Bacon is another example of a food which takes a lot of elapsed time (over a week) but very little work time. It is also essentially a very straightforward product, which in the past was something which a lot of ordinary farmers made as part of the annual rhythm of life. This particular posting is about making bacon in a very simple way using a pork belly, which is the part of the pig normally used for bacon in the US. In other parts of the world bacon is also made from other parts of the pig, and I have successfully made bacon from a Boston butt roast which I cut into 3 rectangular pieces. (At a later date I may have another posting on making bacon from these other parts.)
I made this using a very simple cure, which is for each pound of pork a mixture of 1 Tbs. of Morton Tender Cure curing salt and 1 tsp. of brown sugar.

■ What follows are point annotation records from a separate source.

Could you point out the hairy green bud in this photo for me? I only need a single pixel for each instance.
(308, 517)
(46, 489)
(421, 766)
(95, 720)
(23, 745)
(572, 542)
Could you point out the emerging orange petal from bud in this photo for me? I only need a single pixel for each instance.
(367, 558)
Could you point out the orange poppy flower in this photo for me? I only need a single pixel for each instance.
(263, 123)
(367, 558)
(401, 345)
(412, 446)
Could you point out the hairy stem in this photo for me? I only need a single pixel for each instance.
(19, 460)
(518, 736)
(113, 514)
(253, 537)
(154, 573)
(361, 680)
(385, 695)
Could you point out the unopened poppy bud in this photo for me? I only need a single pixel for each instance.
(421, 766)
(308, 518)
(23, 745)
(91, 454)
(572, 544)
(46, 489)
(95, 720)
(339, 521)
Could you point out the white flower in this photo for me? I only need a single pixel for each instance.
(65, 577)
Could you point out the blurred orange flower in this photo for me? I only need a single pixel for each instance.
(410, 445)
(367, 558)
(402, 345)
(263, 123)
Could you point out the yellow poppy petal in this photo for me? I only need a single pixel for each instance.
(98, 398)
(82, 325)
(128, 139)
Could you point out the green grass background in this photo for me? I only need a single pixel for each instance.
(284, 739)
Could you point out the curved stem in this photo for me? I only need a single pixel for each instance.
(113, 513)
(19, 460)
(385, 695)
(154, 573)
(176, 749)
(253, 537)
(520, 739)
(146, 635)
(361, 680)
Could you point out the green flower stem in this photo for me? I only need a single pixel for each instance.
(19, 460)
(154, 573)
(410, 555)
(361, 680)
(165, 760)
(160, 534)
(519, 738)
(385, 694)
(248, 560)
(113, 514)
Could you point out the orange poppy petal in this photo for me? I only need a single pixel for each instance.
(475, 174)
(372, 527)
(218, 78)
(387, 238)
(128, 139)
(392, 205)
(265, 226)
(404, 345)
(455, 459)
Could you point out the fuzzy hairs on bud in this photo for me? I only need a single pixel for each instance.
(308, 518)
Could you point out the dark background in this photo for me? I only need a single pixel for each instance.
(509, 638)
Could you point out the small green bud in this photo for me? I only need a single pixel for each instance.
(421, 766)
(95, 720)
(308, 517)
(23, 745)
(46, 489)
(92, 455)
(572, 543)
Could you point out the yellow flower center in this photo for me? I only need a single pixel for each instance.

The starting point was a 6 lb. pork belly from a heritage Irish pig which was part of a side of pork which I got as a Fathers’ Day present. I was pleased to see that they had trimmed away the skin, which saved me from a rather difficult task. (The skin needs to come off to allow the smoke and cure to penetrate better and since no one really wants to eat bacon which is hard on one edge.)
The first step was to cut the pork belly into two equal parts so that they will fit later into gallon-sized ziplock baggies.
Then each half pork belly is rubbed on both sides with one half of the cure, and each half is put into a ziplock baggie with the air squeezed out. The baggies are then laid flat in a lasagna pan (in case of drips) and placed in the refrigerator. At least once a day (and preferably twice a day), the two bags should be flipped. You should see a small amount of salty liquid building up in the baggies. This liquid helps with the curing process, so you want to leave it in the baggies.
After 7 days, the bellies should be cured, which can be tested by feeling that they now feel much firmer than they did before the cure.
The pork bellies should now be rinsed off, thoroughly dried with paper towels and then put on a rack in front of a fan for about 20 minutes. The objective is to have the surface of the bellies dry and tacky feeling so that the soot from the smoke will not collect on the bellies. While the pork bellies are drying, preheat the MasterBuilt electric box smoker to 180 degrees.
Put the bellies in the smoker separating them as much as possible so that the smoke will be able to flow well around them. Smoke for three hours. Remove from the smoker and let cool to room temperature. Then chill overnight in the refrigerator to help firm up the bacon, which will make the slicing easier. The next day, cutting across the grain, slice the new bacon into strips about 2 mm. thick. To make the bacon really last forever, I vacuum seal the bacon into one pound packages and store in the freezer any bacon beyond my immediate needs.
Note – If you do not have anything as controlled to work with as an electric box smoker with a thermostat (like the MasterBuilt smoker), you want to approximate the same thing with whatever you do have. On a typical barbeque grill, this will mean using indirect heat which is kept very low, although it does need to be hot enough that the wood chips you are using smolder properly. A remote temperature probe will be useful to ensure that the bacon does not get overcooked. An internal temperature of 160 degrees will be ample so that the meat is stable without being overdone.